Tuberculosis (TB), caused by Mycobacterium tuberculosis (Mtb), is the leading cause of death due to bacterial infections in mankind, and BCG, an attenuated strain of Mycobacterium bovis, is an approved vaccine. BCG sequesters in immature phagosomes of antigen presenting cells (APCs), which do not fuse with lysosomes, leading to decreased antigen processing and reduced Th1 responses. However, an Mtb derived Delta fbpA attenuated mutant underwent limited phagosome maturation, enhanced immunogenicity and was as effective as BCG in protecting mice against TB. To facilitate phagosome maturation of Delta fbpA, we disrupted an additional gene sapM, which encodes for an acid phosphatase. Compared to the wild type Mtb, the Delta fbpA Delta sapM (double knock out; DKO) strain was attenuated for growth in mouse macrophages and PMA activated human THP1 macrophages. Attenuation correlated with increased oxidants in macrophages in response to DKO infection and enhanced labeling of lysosomal markers (CD63 and rab7) on DKO phagosomes.
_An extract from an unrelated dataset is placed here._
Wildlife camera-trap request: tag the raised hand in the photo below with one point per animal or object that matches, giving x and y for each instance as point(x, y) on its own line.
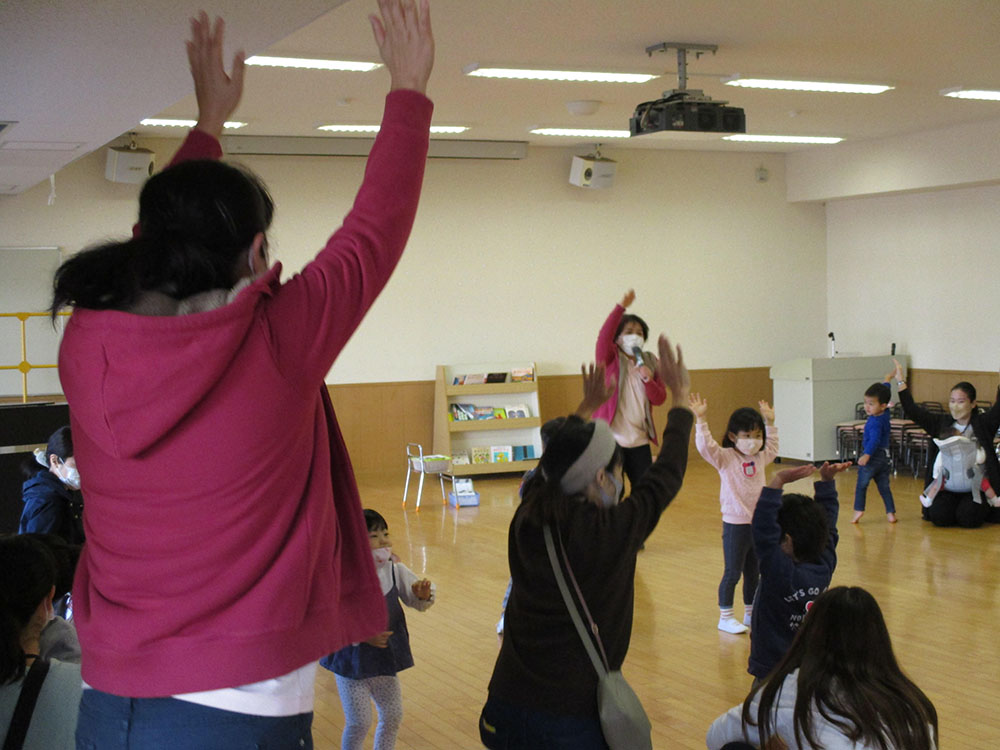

An in vitro Antigen 85B peptide presentation assay was used to determine antigen presentation to T cells by APCs infected with DKO or other mycobacterial strains. This revealed that DKO infected APCs showed the strongest ability to present Ag85B to T cells (>2500 pgs/mL in 4 hrs) as compared to APCs infected with wild type Mtb or Delta fbpA or Delta sapM strain (<1000 pgs/mL in 4 hrs), indicating that DKO strain has enhanced immunogenicity than other strains. The ability of DKO to undergo lysosomal fusion and vacuolar acidification correlated with antigen presentation since bafilomycin, that inhibits acidification in APCs, reduced antigen presentation. Finally, the DKO vaccine elicited a better Th1 response in mice after subcutaneous vaccination than either Delta fbpA or Delta sapM. Since Delta fbpA has been used in mice as a candidate vaccine and the DKO (Delta fbpA Delta sapM) mutant is more immunogenic than Delta fbpA, we propose the DKO is a potential anti-tuberculosis vaccine.